Again, that's within the paradigm of deterministic logics in which proof-checking is semi-decidable. Real brains don't stick within that paradigm (they're natively probabilistic), and thus AGI probably won't stay within that paradigm either.


Exactly, you have to tack on quite a few "provisos" in order to argue it's impossible. There are in fact many ways to circumvent incompleteness upon which every theorem you've quoted depends. Goedel machines have actually been built [1], so their existence isn't just theoretical.

[1] http://people.idsia.ch/~juergen/agi2011bas.pdf

[2] http://people.idsia.ch/~juergen/selfreflection.pdf

Edit: to see another way forward, consider alternate/finitistic arithmetics [3] which are neither stronger nor weaker than Peano arithmetic, but which do not exhibit incompleteness. Arguably, Goedel's theorems pass due to the inherent infinities of the successor axiom, but with an arithmetic like Andrew Boucher's system F (not to be confused with system F in programming language theory), no successor axiom exists, and so we cannot assume that the set of numbers is infinite, and we can enjoy full induction without difficulty. There is still a lot of surprising territory to explore in the foundations of mathematics.

[3] https://golem.ph.utexas.edu/category/2011/10/weak_systems_of...
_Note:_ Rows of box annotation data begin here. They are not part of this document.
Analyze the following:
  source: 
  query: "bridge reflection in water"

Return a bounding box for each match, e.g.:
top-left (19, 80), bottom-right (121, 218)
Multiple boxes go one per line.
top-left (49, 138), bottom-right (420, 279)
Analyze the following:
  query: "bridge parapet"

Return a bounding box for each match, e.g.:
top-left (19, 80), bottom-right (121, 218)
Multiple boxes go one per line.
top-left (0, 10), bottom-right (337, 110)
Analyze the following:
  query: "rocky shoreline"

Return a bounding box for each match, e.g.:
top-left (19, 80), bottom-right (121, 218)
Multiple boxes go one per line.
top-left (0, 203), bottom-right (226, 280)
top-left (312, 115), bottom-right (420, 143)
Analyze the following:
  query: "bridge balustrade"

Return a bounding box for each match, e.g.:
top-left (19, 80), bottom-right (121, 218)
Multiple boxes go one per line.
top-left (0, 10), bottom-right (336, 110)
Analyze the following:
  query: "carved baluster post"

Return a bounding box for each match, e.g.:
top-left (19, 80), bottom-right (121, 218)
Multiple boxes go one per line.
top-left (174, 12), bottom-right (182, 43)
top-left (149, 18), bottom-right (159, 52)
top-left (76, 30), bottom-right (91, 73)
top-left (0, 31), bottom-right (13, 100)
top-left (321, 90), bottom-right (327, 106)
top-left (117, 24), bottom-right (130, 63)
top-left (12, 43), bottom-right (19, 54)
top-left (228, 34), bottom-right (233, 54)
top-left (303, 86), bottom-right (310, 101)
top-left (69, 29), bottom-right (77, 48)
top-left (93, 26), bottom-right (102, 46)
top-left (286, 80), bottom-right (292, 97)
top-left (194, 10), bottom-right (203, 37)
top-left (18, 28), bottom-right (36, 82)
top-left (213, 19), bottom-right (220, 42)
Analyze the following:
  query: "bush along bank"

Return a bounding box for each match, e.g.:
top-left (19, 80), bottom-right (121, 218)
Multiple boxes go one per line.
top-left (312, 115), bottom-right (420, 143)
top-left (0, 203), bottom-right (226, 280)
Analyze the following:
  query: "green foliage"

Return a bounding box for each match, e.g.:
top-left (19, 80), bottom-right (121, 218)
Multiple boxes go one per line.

>Exactly, you have to tack on quite a few "provisos" in order to argue it's impossible.

I wouldn't say it's strictly impossible. I would say the limit is environmental, rather than no limit existing. At a certain point, the available signals from the environment are as precise as they're going to get, the mind is as informed as it's going to get, and no further improvements are possible without a whole complicated raft of new experiences.

Kinda like how science often hits the point where we can't actually shift into a new Kuhnian paradigm by pure deduction, but actually have to do expensive, difficult experiments.


Interesting that you say "provided we stay within the deterministic, logical setting" because Paul Christiano's work shows that if we move to the probabilistic domain (the real world) it becomes possible.


Really fascinating stuff. I guess an AGI has to skirt the boundary between the purely rational (i.e. evaluating statements of propositional logic), and irrational (i.e. intuition).


What do you think intuition is, mechanically?


Probably a hidden Markov process[1]?

[1] https://en.wikipedia.org/wiki/Hidden_Markov_model


The point is more that intuition isn't something opposed to rationality, rather it is a decidedly deterministic logical process that you merely lack conscious insight into.


I hadn't ever thought of it that way. I guess it's a false dichotomy.

I've been reading up on deep belief networks and Restricted Boltzmann machines. Using these tools definitely reflects a deterministic logical process, there just happens to be hidden state involved.